The IAS served as an intellectual haven for 20th century geniuses such as Einstein, Von Neumann, and Dirac. It was a place where these brilliant minds could devise ideas that had no immediate utility. In this sense, they might appear useless.
In his essay, Flexner gets into the essence of thinking and how human progress is deeply intertwined with the almost innocent quality of curiosity:
“Curiosity, which may or may not eventuate in something useful, is probably the outstanding characteristic of modern thinking. It is not new. It goes back to Galileo, Bacon, and Sir Isaac Newton, and it must be absolutely unhampered. Institutions of learning should be devoted to the cultivation of curiosity and the less they are deflected by considerations of immediacy of application, they more like they are to contribute not only to human welfare but to the equally important satisfaction of intellectual interest which may indeed be said to have become the ruling passion of intellectual life in modern times.”

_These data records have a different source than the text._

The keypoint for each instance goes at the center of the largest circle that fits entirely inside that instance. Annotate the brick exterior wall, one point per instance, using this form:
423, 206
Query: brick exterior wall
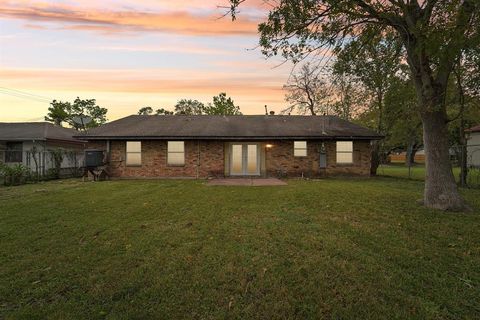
207, 158
280, 160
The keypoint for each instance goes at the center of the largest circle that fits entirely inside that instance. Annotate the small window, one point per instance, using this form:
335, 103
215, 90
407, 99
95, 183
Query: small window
13, 152
176, 153
134, 153
344, 151
300, 148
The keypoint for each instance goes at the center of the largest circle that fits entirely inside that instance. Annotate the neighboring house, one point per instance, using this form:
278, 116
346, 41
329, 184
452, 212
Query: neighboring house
473, 146
31, 144
218, 146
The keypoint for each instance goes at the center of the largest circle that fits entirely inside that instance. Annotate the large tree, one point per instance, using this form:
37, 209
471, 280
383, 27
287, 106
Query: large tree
222, 105
433, 34
373, 60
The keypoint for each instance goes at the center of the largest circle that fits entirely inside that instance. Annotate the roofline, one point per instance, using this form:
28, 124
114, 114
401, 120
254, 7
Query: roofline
22, 139
76, 141
228, 137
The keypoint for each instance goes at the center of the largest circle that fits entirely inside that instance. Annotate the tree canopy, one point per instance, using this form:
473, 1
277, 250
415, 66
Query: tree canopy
433, 35
222, 105
61, 112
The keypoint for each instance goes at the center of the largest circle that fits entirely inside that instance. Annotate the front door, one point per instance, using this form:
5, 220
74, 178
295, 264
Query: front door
244, 159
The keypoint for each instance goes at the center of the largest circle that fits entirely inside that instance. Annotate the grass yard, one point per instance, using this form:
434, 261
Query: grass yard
355, 249
401, 171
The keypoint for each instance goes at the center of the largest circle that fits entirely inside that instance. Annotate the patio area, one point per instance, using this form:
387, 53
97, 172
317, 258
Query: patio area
247, 182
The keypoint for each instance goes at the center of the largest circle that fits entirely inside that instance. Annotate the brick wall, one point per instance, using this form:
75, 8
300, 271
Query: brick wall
207, 159
280, 161
208, 154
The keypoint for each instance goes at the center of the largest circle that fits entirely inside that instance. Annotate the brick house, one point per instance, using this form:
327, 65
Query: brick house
143, 146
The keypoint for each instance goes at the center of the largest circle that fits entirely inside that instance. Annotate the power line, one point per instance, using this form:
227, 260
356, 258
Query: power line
24, 95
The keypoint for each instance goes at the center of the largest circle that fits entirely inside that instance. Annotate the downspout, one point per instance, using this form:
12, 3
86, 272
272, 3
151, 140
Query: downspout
107, 158
198, 158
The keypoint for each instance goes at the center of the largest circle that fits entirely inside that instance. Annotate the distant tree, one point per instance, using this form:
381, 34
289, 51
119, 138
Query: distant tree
162, 111
306, 91
189, 107
65, 112
58, 112
145, 111
89, 108
149, 111
222, 106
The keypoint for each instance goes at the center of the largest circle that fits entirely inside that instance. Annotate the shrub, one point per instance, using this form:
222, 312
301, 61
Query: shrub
14, 175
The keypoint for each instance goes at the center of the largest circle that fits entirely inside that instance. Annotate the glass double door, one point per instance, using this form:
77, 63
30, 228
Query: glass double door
244, 159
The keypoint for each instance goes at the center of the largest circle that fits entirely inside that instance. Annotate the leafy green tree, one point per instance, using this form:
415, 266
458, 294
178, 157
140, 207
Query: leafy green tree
402, 122
145, 111
349, 102
307, 91
58, 112
222, 106
433, 34
373, 61
189, 107
66, 112
89, 108
162, 111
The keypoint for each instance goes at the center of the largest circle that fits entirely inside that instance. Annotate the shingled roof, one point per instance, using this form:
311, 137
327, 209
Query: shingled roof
39, 131
229, 127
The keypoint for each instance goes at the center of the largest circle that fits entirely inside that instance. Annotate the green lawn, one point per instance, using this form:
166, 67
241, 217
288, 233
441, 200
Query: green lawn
417, 172
355, 249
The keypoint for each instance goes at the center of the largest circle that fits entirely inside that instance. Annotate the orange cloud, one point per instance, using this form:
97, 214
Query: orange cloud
108, 21
141, 81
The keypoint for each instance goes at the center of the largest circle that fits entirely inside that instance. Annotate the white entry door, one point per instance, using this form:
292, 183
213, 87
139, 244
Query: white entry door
244, 159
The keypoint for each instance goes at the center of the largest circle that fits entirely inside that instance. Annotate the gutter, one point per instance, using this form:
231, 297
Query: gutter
244, 138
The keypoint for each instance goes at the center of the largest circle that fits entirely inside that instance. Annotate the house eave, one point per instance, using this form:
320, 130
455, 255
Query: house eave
253, 138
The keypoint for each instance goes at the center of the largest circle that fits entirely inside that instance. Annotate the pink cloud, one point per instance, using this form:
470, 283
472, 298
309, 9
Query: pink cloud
111, 21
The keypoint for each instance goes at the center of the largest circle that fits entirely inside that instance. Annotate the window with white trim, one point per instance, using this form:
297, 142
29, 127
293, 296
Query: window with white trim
176, 153
300, 148
134, 153
344, 152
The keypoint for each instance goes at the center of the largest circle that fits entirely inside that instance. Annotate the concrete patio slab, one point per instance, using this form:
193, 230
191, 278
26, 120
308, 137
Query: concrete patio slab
246, 182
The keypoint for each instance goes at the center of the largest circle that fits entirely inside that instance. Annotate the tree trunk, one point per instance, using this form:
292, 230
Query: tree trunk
440, 188
412, 149
375, 156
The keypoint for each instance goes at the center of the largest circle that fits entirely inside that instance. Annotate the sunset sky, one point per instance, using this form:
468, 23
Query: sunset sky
132, 53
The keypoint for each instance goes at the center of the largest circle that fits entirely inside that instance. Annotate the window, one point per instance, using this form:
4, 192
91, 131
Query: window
344, 151
300, 148
134, 153
13, 153
176, 153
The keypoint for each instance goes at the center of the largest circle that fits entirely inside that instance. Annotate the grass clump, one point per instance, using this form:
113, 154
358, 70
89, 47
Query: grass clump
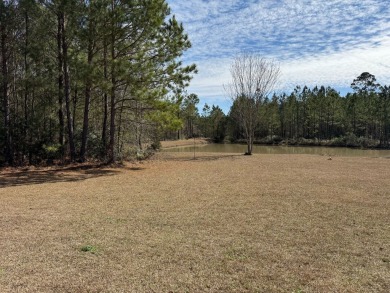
89, 248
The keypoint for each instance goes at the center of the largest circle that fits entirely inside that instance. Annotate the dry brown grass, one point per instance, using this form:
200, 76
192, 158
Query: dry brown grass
220, 223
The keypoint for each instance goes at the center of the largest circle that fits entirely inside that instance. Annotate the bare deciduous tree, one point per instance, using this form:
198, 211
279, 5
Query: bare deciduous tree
253, 78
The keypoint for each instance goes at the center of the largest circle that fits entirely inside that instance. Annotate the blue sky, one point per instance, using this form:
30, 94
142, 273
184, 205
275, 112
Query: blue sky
316, 42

Flexner goes on to emphasize that bringing a product to market is just the final step in a long line of inventive thinking. Figures like Marconi merely added the finishing touches on innovations that would not have been possible without the earlier genius of individuals like Maxwell and Hertz.

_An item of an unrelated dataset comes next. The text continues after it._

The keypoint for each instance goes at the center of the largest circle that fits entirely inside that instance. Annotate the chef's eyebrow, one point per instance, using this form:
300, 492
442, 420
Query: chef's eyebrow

Flexner also writes of Faraday, who laid the groundwork for Maxwell’s equations of electro-magnetism:
“At no period in his unmatched career was he interested in utility. He was absorbed in disentangling the riddles of the universe, at first chemical riddles, in later periods, physical riddles.”

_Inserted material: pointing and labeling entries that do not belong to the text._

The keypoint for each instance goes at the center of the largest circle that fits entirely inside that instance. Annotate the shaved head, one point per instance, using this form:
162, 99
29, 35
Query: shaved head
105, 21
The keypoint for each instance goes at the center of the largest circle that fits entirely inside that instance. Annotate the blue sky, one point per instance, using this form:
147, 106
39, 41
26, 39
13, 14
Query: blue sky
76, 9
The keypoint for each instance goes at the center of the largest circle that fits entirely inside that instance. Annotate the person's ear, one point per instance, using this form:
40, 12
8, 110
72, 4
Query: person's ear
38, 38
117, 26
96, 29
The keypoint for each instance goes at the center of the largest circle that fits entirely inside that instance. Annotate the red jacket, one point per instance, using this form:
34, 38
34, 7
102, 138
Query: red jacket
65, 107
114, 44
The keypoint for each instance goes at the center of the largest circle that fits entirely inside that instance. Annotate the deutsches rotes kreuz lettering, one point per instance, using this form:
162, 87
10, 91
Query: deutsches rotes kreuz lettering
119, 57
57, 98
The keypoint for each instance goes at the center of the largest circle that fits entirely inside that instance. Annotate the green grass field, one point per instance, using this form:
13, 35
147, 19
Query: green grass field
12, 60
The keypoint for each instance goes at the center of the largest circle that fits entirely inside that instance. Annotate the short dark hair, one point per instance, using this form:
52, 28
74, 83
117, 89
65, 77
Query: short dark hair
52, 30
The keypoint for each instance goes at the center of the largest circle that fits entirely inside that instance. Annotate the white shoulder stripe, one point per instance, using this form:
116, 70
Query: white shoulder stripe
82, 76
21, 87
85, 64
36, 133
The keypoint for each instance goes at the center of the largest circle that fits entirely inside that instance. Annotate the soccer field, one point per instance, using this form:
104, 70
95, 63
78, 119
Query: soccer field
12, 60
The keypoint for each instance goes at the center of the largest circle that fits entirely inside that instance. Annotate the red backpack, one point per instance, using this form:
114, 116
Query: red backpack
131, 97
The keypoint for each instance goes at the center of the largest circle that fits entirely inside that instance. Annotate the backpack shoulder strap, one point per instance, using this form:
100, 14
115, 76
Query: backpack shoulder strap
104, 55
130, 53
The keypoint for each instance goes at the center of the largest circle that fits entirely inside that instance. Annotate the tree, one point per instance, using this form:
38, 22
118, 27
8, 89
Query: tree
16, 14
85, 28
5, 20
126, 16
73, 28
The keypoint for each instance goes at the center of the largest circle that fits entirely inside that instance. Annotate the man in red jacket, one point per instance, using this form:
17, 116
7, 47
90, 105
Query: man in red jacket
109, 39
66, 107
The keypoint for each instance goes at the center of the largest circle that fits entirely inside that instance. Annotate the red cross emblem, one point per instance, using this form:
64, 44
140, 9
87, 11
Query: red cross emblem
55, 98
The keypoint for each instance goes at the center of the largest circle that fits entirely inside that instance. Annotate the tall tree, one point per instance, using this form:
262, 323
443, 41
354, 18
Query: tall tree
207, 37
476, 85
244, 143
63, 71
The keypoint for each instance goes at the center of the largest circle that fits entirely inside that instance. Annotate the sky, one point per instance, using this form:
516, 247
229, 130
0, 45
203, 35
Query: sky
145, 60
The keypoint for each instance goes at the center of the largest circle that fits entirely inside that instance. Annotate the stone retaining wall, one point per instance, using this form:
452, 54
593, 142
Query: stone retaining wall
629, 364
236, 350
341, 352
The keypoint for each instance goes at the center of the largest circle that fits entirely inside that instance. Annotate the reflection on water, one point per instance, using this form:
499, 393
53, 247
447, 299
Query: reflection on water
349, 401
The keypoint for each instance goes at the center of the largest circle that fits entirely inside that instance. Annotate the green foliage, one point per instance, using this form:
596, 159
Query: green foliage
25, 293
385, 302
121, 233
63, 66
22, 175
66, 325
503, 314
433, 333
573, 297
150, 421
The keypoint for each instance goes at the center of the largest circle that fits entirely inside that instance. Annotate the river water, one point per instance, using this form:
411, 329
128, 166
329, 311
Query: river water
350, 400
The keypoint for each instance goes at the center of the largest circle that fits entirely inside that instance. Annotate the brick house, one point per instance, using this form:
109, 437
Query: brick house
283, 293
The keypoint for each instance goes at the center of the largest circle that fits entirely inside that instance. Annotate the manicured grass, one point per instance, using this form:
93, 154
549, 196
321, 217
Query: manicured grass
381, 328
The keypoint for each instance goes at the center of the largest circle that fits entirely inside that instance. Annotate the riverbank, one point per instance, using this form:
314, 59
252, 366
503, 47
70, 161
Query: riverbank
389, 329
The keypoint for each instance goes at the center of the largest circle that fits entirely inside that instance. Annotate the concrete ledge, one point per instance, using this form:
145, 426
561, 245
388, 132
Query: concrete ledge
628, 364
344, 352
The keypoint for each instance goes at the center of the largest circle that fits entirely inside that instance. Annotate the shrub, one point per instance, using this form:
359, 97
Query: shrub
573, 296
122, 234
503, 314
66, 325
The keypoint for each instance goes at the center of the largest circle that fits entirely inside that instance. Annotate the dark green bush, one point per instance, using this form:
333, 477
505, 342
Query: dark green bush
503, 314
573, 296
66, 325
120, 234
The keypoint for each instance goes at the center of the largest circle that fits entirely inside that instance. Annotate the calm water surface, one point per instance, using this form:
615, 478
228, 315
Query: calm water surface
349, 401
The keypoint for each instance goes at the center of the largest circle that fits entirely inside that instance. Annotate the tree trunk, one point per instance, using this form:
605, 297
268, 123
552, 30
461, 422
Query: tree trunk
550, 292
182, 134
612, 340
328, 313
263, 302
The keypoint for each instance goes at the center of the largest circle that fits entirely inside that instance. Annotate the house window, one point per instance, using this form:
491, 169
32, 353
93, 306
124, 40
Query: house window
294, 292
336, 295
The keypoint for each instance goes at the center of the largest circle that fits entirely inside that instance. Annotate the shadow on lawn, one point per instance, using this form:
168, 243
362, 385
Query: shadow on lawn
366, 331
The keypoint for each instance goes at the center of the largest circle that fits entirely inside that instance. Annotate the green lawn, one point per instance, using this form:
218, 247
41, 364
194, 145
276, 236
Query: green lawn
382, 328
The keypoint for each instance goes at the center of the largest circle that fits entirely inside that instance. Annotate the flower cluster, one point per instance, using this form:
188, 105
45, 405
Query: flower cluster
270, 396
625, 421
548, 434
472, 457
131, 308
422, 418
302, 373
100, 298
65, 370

These names may seem antique, but they are the people who are responsible for the modern conveniences we take for granted in our daily lives.
Flexner's essay was penned in 1939, on the eve of World War Two, by a Jewish intellectual. Flexner could not have foreseen the coming horrors, but his central theme remains pertinent as ever:
“The real enemy of the human race is not the fearless and irresponsible thinker, be he right or wrong. The real enemy is the man who tries to mold the human spirit so that is will not dare spread its wings, as its wings were once spread in Italy and Germany, as well as Great Britain and the United States.”
In a time when self-identification increasingly leans into religion and skin color, Flexner wondered if this was not distracting us from the real prize:
“In the face of history of the human race what can be more silly or ridiculous than likes or dislikes founded upon race or religion? Does humanity want symphonies and paintings and profound scientific truth, or does it want Christian symphonies, Christian paintings, Christian science, or Jewish symphonies, Jewish science, of Mohammedan and or Egyptian or Japanese of Chinese or American or German or Russian or Communist or Conservative contributions to and expressions of the infinite richness of the human soul?”
Ultimately, higher education should be the education that best equips us to elevate the world, irrespective of individual beliefs. It should be a realm of profound curiosity and should not be burdened by the need for immediate utility. That will naturally follow.
Flexner envisioned the Institute for Advanced Study as a permissible luxury in a world increasingly dominated by specialization and the demand for material outputs. He imagined a utopia, and advocated for more such places:
“We make ourselves no promises, but we cherish the hope that the unobstructed pursuit of useless knowledge will prove to have consequences in the future as in the past. Not for a moment, however, do we defend the Institute on that ground. It exists as a paradise for scholars who, like poets and musicians, have won the right to do as they please and who accomplish most when enabled to do so.”